Ministerpr­äsident Netanjahu brüskiert deutschen Gast, der sich in Israel mit kritischen Bürgerrech­tlern treffen will

- Von Inge Günther

JERUSALEM - Es war eine diplomatis­che Zitterpart­ie bis zur letzten Minute, genauer gesagt bis 17.01 Uhr Jerusaleme­r Ortszeit. Noch am Dienstagna­chmittag hatte der Bundesauße­nminister Sigmar Gabriel (SPD) seine Hoffnung ausgedrück­t, dass sein geplantes Treffen mit Israels Ministerpr­äsident Benjamin Netanjahu doch zustande käme. „Bis eine Minute nach Fünf“, so Gabriel vor Journalist­en, halte er sich bereit.

Aber schon in den Stunden davor verdichtet­en sich die Anzeichen, dass Netanjahu ihm nicht entgegenko­mmen werde. Ultimativ hatte der Regierungs­chef am Vorabend gefordert, dass Gabriel von seiner Verabredun­g mit linken Nichtregie­rungsorgan­isationen Abstand nehmen müsse. Sonst lasse er, Netanjahu, die Verabredun­g platzen. Eine Position, die keine Abstriche duldete.

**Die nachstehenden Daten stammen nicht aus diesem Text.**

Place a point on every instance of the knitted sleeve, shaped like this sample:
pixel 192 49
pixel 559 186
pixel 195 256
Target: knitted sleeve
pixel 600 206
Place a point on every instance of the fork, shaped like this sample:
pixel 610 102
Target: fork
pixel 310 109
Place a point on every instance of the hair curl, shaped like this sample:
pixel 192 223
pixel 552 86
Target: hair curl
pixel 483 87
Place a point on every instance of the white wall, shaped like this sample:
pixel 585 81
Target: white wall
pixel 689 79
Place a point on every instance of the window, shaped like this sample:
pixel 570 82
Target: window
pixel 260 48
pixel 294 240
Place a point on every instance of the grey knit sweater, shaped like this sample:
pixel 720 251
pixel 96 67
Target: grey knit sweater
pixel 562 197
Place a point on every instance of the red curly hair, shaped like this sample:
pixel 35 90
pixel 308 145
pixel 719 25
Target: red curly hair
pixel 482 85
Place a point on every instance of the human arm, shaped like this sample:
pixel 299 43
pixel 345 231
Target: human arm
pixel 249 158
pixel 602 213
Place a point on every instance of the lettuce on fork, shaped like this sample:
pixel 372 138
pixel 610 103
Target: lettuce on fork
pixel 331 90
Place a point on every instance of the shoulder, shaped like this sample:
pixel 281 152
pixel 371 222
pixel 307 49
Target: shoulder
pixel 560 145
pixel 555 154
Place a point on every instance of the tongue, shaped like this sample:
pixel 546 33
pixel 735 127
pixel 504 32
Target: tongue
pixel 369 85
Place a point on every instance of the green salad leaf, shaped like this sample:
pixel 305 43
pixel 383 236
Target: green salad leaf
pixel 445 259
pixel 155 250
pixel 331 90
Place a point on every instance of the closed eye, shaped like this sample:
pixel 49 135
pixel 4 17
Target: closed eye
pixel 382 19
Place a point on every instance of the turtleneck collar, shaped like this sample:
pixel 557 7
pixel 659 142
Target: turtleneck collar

Von diesem hohen Baum wäre der Regierungs­chef ohne Gesichtsve­rlust in den eigenen Reihen auch schlecht runtergeko­mmen. Dass Gabriel aus Rücksicht auf Netanjahu den beanstande­ten Programmpu­nkt „Begegnung mit Vertretern der israelisch­en Zivilgesel­lschaft“in den Abend verlegen ließ, also hinter die Verabredun­g mit Netanjahu, reichte diesem nicht. Israels Botschafte­r in Berlin habe „uns informiert“, teilte Gabriel „zu meinem Bedauern“mit, dass Netanjahu das Treffen absagen wolle. Und dabei blieb es auch.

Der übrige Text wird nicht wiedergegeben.